FPGA-Based System Combines Two Video Streams to Provide 3D Video

Introduction

Video systems, already ubiquitous in consumer applications, are increasingly prevalent in automotive, robotics, and industrial domains. This growth into nonconsumer applications resulted primarily from the introduction of an HDMI standard and faster, more efficient DSPs and FPGAs.

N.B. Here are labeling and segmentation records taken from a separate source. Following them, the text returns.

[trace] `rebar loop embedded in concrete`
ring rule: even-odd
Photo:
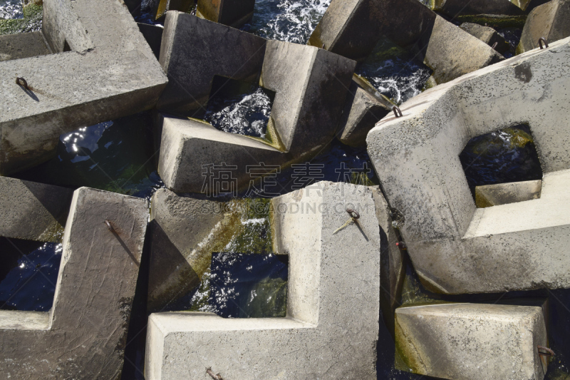
[[[539,349],[539,355],[541,355],[542,356],[554,356],[554,351],[552,351],[551,349],[548,349],[546,347],[543,347],[542,346],[537,346]],[[541,351],[542,351],[542,352],[541,352]],[[546,352],[544,352],[544,351],[546,351]]]
[[[206,369],[206,373],[208,374],[214,380],[224,380],[219,374],[214,374],[212,371],[212,367]]]
[[[31,89],[28,86],[28,82],[26,81],[26,79],[24,78],[21,78],[19,76],[16,77],[16,84],[21,86],[26,90],[31,91]]]

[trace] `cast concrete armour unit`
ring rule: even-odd
[[[1,175],[51,158],[62,133],[152,108],[167,83],[120,0],[45,0],[42,28],[60,53],[0,62]]]
[[[542,380],[539,307],[448,304],[396,309],[396,347],[412,371],[451,380]],[[403,368],[402,369],[408,369]]]
[[[519,54],[539,47],[539,38],[550,43],[570,36],[570,0],[552,0],[537,6],[529,14],[521,40]]]
[[[402,47],[415,46],[437,83],[504,59],[417,0],[333,0],[309,43],[362,61],[383,35]]]
[[[287,317],[150,314],[146,379],[375,379],[380,242],[371,190],[318,183],[272,200]],[[358,210],[363,230],[346,207]],[[301,212],[303,210],[304,212]]]
[[[0,177],[0,236],[60,242],[73,190]]]
[[[0,311],[0,378],[120,376],[147,218],[145,200],[75,191],[51,311]]]
[[[450,294],[570,287],[570,38],[428,90],[367,138],[414,267]],[[528,123],[539,199],[475,207],[459,154],[473,137]]]

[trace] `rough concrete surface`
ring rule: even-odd
[[[475,204],[484,208],[540,197],[542,181],[511,182],[475,188]]]
[[[0,313],[0,377],[120,376],[147,218],[145,200],[75,191],[49,314]]]
[[[41,31],[0,36],[0,62],[51,53]]]
[[[219,202],[180,197],[167,189],[155,192],[150,210],[147,308],[154,310],[200,284],[212,253],[200,248],[216,234],[224,213]]]
[[[442,293],[570,287],[570,38],[426,91],[370,130],[368,150],[423,283]],[[459,154],[528,123],[541,197],[477,209]],[[445,146],[445,149],[442,149]]]
[[[147,379],[206,379],[210,366],[242,380],[375,379],[380,241],[371,190],[321,182],[272,202],[276,252],[289,255],[287,317],[152,314]],[[349,205],[368,240],[356,225],[333,235]]]
[[[533,9],[527,19],[517,53],[539,47],[539,38],[549,43],[570,36],[570,0],[552,0]]]
[[[60,53],[0,62],[3,175],[48,160],[62,133],[152,108],[167,82],[120,0],[45,0],[42,28]]]
[[[167,13],[160,64],[169,83],[160,111],[205,111],[214,75],[257,83],[266,40],[245,31],[171,11]]]
[[[0,236],[60,242],[73,190],[0,177]]]
[[[416,374],[542,380],[546,366],[537,345],[548,346],[538,307],[448,304],[396,309],[396,349]]]

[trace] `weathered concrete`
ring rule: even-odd
[[[0,36],[0,62],[51,53],[41,31]]]
[[[388,98],[378,93],[370,83],[355,76],[351,81],[337,138],[351,146],[366,145],[368,131],[391,112],[393,106]]]
[[[256,83],[266,40],[181,12],[169,11],[160,64],[169,78],[157,108],[192,113],[203,108],[214,75]]]
[[[497,46],[494,48],[501,54],[509,50],[509,43],[492,28],[470,22],[464,22],[460,26],[460,28],[489,46],[492,47],[497,43]]]
[[[254,15],[255,0],[198,0],[196,16],[239,28]]]
[[[475,188],[475,204],[484,208],[540,197],[542,181],[511,182]]]
[[[221,203],[179,197],[167,189],[150,203],[149,310],[158,310],[200,284],[211,252],[202,247],[222,227]]]
[[[537,345],[548,346],[537,307],[450,304],[396,310],[396,349],[416,374],[542,380],[546,368]]]
[[[152,108],[167,82],[123,1],[45,0],[42,28],[73,51],[0,62],[1,175],[49,159],[62,133]]]
[[[158,173],[176,192],[233,192],[252,179],[248,165],[286,161],[286,155],[269,144],[218,130],[205,123],[163,118]],[[226,180],[213,168],[222,165],[227,167]]]
[[[0,177],[0,236],[60,242],[73,190]]]
[[[368,150],[424,285],[443,293],[570,287],[570,38],[428,90],[370,130]],[[459,155],[526,123],[540,199],[477,209]],[[445,147],[445,149],[442,149]]]
[[[276,252],[289,255],[287,317],[152,314],[147,379],[205,379],[209,366],[243,380],[375,379],[380,241],[370,190],[321,182],[272,204]],[[355,225],[333,235],[349,205],[368,240]]]
[[[147,202],[81,188],[71,210],[50,312],[0,313],[2,379],[120,376]]]
[[[521,40],[517,46],[520,54],[539,47],[539,38],[549,43],[570,36],[570,0],[552,0],[531,11]]]
[[[275,91],[268,134],[294,157],[330,143],[356,63],[314,46],[267,41],[259,84]]]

This article outlines the requirements for achieving stereoscopic vision (3D video) using analog or HDMI video cameras. It describes an FPGA-based system that combines two video streams into a single 3D video stream for transmission through an HDMI 1.4 transmitter, and a DSP-based system that saves DMA bandwidth compared to that normally required for receiving data from two cameras. Furthermore, it shows one method for achieving a side-by-side format for use with 3D cameras or systems requiring 3D video.

General Overview

Stereoscopic vision requires two video cameras separated by approximately 5.5 cm, the typical spacing between a person’s eyes, as shown in Figure 1.

Figure 1. Two cameras on a stand aligned for stereoscopic vision.

The high-level block diagram shown in Figure 2 uses two synchronized video cameras that use the same video standard, two video decoders, and an FPGA. To ensure the exact same frame rate, the video cameras must be line-locked to a common timing reference. Without synchronization, it will not be possible to combine the outputs without using external memory to store complete video frames.

Figure 3 shows two line-locked video streams being merged into a single stereoscopic image. Figure 4 shows how asynchronous video streams cannot be merged without saving the entire video frame in an external memory.

Figure 3. Merging two synchronized video streams.

Figure 4. Asynchronous video streams cannot be merged without using an external memory.

The outputs of the two synchronized video cameras are then digitized by video decoders such as the ADV7181D, ADV7182, or ADV7186 for analog video cameras; or by HDMI receivers such as the ADV7610 or ADV7611 with digital video cameras.

Video decoders and HDMI receivers use internal phase-locked loops (PLLs) to produce clock and pixel data at their output buses. This means that two separate clock domains will be generated for the two cameras when digitizing the analog video or receiving the HDMI stream. Moreover, the two video streams can be misaligned. These timing differences and misalignments must be compensated in a back-end device such as an FPGA, bringing the data to a common clock domain before combining the two video pictures into a single stereoscopic video frame. The synchronized video stream is then sent through an HDMI 1.4 3D-capable HDMI transmitter such as the ADV7511 or ADV7513—or it can be presented to a DSP such as the ADSP-BF609 Blackfin^® processor—for further processing.

Clocking Architectures

Video decoders have two distinct clocking sources depending upon whether they are locked or unlocked. When the video PLL is locked to the incoming synchronization signal—horizontal sync for video decoders or the TMDS clock for HDMI—it generates a clock that is locked to the incoming video source. When video lock is lost, or the PLL is in forced free-run mode, the video PLL is not locked to the incoming synchronization signal and it generates a clock output that is locked to the crystal clock. In addition, the clock may not be output after reset as the LLC clock driver is set to a high impedance mode after reset.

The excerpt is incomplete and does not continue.